His approach, Wilson said, doesn’t favor any single philosophy.

“I don’t have all the answers — no one has all the answers,” he said. “To make this work, we have to be open and honest about the things that we excelled at … and the things that we need to improve.”

A Black man born and raised in San Francisco’s violence-plagued Bayview neighborhood, Wilson said he grew up watching both his parents work to improve conditions in their community in lieu of opportunities to move elsewhere.

His mother, Ernestine, earned her college degree while raising three children and later went on to become a public school teacher and founder of the community’s first girls’ club. His father, Jimmie Wilson Jr., made a career building low-income apartments, and in his spare time helped ex-felons secure jobs with the city.
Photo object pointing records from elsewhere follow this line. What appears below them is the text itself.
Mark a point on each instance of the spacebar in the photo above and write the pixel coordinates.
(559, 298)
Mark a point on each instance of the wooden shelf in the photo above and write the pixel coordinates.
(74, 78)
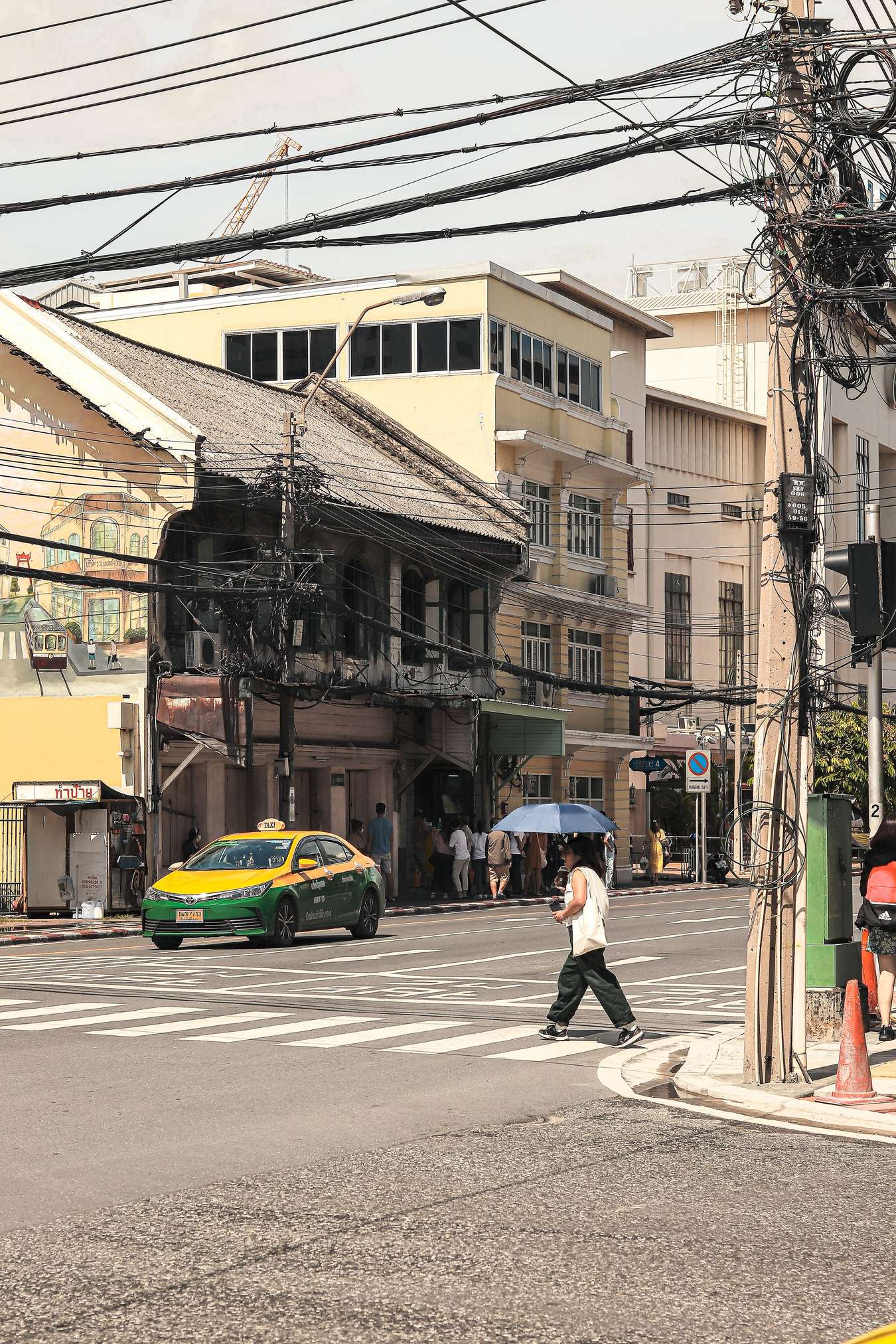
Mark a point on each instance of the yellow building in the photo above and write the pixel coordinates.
(532, 382)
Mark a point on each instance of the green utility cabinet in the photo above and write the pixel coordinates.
(833, 958)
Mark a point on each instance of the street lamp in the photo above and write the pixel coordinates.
(431, 297)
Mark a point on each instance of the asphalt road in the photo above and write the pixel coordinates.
(368, 1141)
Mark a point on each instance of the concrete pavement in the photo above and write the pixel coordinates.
(419, 1168)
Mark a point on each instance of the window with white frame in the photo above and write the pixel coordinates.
(536, 645)
(678, 593)
(579, 379)
(538, 788)
(863, 484)
(497, 337)
(442, 346)
(583, 526)
(531, 359)
(280, 357)
(585, 656)
(538, 506)
(585, 788)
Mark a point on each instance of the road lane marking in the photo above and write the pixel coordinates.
(44, 1013)
(477, 1038)
(359, 1038)
(85, 1022)
(157, 1029)
(552, 1050)
(376, 956)
(283, 1029)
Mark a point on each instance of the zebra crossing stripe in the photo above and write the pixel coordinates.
(283, 1029)
(55, 1009)
(360, 1038)
(552, 1050)
(157, 1029)
(477, 1038)
(89, 1022)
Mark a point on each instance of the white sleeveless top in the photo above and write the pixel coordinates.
(587, 932)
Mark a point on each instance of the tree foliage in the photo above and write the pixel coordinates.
(842, 756)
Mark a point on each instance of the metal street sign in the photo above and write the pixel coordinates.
(698, 772)
(646, 764)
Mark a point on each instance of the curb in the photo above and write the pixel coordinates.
(9, 940)
(695, 1082)
(396, 912)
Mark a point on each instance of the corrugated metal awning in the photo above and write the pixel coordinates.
(524, 729)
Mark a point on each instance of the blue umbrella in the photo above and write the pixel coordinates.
(558, 819)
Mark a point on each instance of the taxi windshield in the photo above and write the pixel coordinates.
(241, 854)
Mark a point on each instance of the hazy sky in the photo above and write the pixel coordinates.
(585, 38)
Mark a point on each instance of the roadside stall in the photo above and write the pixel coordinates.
(85, 849)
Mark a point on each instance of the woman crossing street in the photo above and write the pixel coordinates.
(586, 908)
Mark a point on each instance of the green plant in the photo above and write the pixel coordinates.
(842, 756)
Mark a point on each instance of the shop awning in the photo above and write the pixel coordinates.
(524, 729)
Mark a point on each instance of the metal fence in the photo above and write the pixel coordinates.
(13, 827)
(680, 859)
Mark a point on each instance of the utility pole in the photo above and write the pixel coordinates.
(288, 653)
(777, 849)
(737, 831)
(875, 702)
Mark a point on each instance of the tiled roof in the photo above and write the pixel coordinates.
(368, 460)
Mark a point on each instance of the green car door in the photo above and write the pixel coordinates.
(316, 894)
(343, 883)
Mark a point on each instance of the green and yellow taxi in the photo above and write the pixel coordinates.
(267, 884)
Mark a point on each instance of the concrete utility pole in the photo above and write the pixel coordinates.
(737, 829)
(781, 711)
(288, 659)
(875, 705)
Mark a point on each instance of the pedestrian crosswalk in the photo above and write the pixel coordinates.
(518, 1042)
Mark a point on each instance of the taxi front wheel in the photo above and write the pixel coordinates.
(285, 925)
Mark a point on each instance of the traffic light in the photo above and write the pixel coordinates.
(869, 601)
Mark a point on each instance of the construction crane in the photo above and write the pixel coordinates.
(245, 206)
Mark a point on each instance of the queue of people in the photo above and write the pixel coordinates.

While playing football at San Jose State University, Wilson suffered a career-ending back injury and dropped out to become a union plumber. A second back injury on the job prompted the husband and father of three to enroll in night school at Laney College in Oakland and later to UC Berkeley, where he won a scholarship and, at 40, graduated with his undergraduate degree in 2000.

Four years later, Wilson earned his law degree from UC Hastings College of the Law.

Over the last 16 years at the Alameda County District Attorney’s Office, Wilson has risen through the ranks as a line prosecutor to leading prosecutions in gang, sex assault and homicide cases.

Running on the campaign slogan “Safety is a Civil Right,” Wilson said his history makes him uniquely qualified to tackle crime in a place like Oakland, where low-income communities of color disproportionately fall victim to violence. The office additionally covers cities including Alameda, Berkeley, San Leandro and Fremont.